E poi succede che licenziano 500 operai via sms, si alluviona un’intera piana, muoiono cinque lavoratori sotto il crollo del cantiere dell’ennesimo centro commerciale, esplode un deposito dell’Eni. Nella piana di Firenze si muore, si perde tutto, si ingoia rabbia e amarezza.
E così, il tempo di un meme su instagram, di colpo le anime belle scoprono l’esistenza di una pattumiera fiorentina: si scopre l’abuso continuo del territorio, il consumo feroce di suolo. Si scoprono gli schiavi del tessile, si scopre che l’arcadia del rinascimento turistico è un paravento di cartone e che l’eccellente Made in Italy si costruisce sulla pelle degli sfruttat3.
Ma lo stupore dura il tempo di un attimo.
Noi invece non abbiamo il privilegio di poterci stupire. Lo sappiamo da tempo che il nostro territorio è intossicato, saturato e abusato in ogni modo che consente di fare profitto. Non leggerete sui giornali di esplosioni a Fiesole, nei quartieri ricchi, nel pittoresco Chiantishire. Qui si è costruito in ogni centimetro quadrato, si è concentrato tutto lo schifo che non si deve vedere: industrie inquinanti, aree classificate a rischio disastro, depositi di idrocarburi, oleodotti, aeroporti, discariche, centri della logistica, autostrade. Qui vengono prodotte le armi della Leonardo, si interrano canali idrici e bacini di espansione, si provocano alluvioni, crolli e continue morti sul lavoro trattate come danni collaterali. In effetti è proprio questo che sono: danni connaturati all’opera, come ci ha insegnato la TAV nel Mugello. L’opera del profitto di pochi assassini, pagata con il sangue di chi in questi territori lavora e vive.

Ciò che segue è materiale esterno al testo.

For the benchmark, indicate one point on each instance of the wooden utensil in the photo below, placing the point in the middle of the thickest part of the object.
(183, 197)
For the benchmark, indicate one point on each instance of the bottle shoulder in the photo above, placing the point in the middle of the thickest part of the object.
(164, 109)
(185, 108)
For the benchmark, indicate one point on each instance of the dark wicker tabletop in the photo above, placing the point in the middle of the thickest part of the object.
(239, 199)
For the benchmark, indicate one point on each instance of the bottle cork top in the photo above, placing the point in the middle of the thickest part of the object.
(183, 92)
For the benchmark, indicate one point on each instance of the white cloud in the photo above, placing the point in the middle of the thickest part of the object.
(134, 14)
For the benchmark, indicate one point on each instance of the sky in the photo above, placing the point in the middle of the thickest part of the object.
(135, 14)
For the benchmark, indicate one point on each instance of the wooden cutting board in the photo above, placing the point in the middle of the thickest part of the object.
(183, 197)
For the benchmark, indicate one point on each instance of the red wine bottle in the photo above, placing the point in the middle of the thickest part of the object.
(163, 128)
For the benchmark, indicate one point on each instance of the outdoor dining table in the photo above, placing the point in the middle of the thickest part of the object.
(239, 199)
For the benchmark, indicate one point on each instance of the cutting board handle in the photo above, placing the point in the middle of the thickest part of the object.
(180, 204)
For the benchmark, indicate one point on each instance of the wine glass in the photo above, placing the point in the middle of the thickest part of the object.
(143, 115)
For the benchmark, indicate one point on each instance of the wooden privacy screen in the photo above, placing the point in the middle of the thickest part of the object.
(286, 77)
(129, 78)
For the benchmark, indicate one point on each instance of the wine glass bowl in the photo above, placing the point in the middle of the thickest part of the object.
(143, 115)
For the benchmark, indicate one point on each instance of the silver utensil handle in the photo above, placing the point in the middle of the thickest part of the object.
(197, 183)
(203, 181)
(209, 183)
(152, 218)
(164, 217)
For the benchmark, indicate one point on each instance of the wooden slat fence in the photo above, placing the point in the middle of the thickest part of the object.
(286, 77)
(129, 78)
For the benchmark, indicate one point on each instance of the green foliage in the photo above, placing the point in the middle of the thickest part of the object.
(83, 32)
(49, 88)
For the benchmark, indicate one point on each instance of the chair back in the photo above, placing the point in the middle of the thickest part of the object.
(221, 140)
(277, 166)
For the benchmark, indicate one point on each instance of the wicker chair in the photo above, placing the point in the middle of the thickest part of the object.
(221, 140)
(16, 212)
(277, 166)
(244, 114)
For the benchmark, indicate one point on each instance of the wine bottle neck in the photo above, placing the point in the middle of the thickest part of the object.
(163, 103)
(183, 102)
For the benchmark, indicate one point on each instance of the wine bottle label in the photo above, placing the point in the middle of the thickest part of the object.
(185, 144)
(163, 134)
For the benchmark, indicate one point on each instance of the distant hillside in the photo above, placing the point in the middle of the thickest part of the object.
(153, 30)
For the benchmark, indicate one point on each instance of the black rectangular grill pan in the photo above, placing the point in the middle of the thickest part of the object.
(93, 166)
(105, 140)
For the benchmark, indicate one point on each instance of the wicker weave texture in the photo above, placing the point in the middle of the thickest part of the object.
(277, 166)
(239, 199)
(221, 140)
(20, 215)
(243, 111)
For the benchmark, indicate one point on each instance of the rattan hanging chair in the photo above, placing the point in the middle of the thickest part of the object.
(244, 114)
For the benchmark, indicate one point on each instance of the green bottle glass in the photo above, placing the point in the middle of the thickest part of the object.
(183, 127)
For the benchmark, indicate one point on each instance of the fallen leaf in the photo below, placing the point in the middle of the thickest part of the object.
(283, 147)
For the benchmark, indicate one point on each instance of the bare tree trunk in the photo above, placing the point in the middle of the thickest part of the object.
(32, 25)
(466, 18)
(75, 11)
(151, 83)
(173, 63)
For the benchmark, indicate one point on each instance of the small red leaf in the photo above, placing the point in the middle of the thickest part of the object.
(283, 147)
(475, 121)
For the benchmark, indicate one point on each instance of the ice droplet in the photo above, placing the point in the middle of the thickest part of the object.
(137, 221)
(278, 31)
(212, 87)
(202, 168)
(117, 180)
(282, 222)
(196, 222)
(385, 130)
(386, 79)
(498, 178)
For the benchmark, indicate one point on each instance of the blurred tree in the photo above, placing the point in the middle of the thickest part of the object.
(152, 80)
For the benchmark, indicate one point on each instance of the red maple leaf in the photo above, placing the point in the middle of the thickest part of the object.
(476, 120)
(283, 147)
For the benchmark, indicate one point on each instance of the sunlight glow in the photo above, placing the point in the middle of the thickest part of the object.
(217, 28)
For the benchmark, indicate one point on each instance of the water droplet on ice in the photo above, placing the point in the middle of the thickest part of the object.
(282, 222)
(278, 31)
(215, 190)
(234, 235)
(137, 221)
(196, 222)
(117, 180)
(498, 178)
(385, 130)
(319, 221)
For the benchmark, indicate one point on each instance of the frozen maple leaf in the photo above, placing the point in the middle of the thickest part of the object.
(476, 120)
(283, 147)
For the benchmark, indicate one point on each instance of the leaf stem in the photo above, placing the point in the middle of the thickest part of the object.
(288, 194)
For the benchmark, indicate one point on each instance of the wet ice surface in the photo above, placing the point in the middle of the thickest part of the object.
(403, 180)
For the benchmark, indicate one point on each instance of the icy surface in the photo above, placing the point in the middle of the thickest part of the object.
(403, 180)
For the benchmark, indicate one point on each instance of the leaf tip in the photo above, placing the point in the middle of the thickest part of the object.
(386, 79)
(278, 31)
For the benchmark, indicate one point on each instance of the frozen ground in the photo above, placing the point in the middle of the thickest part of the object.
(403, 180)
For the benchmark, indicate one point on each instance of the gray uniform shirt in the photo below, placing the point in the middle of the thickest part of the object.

E così, mentre a Montignoso si sgomberava la Casa Rossa, rifugio caparbio di chi lotta contro lo sfruttamento delle Apuane e del territorio montano, un enorme boato ci scuote le case, ci sfonda i vetri, solleva i tetti delle fabbriche dove stiamo lavorando. I padroni ci dicono che non si va a casa “per così poco”, Giani si mette la faccia triste, ci rassicurano che l’aria non è più terribile del solito. Altrove si inizia la conta dei morti, ad oggi cinque, si soccorrono i feriti, si ripara con un cucchiaino la falla di una barca che sta affondando ogni giorno sempre di più.
E noi ci stringiamo, ancora una volta e ancora di più, come comunità solidale. Sapendo di poter contare sulla rete di mutuo appoggio degli spazi autogestiti, delle case del popolo, delle fabbriche in lotta, dei sindacati dal basso e di tutte le abitanti e gli abitanti.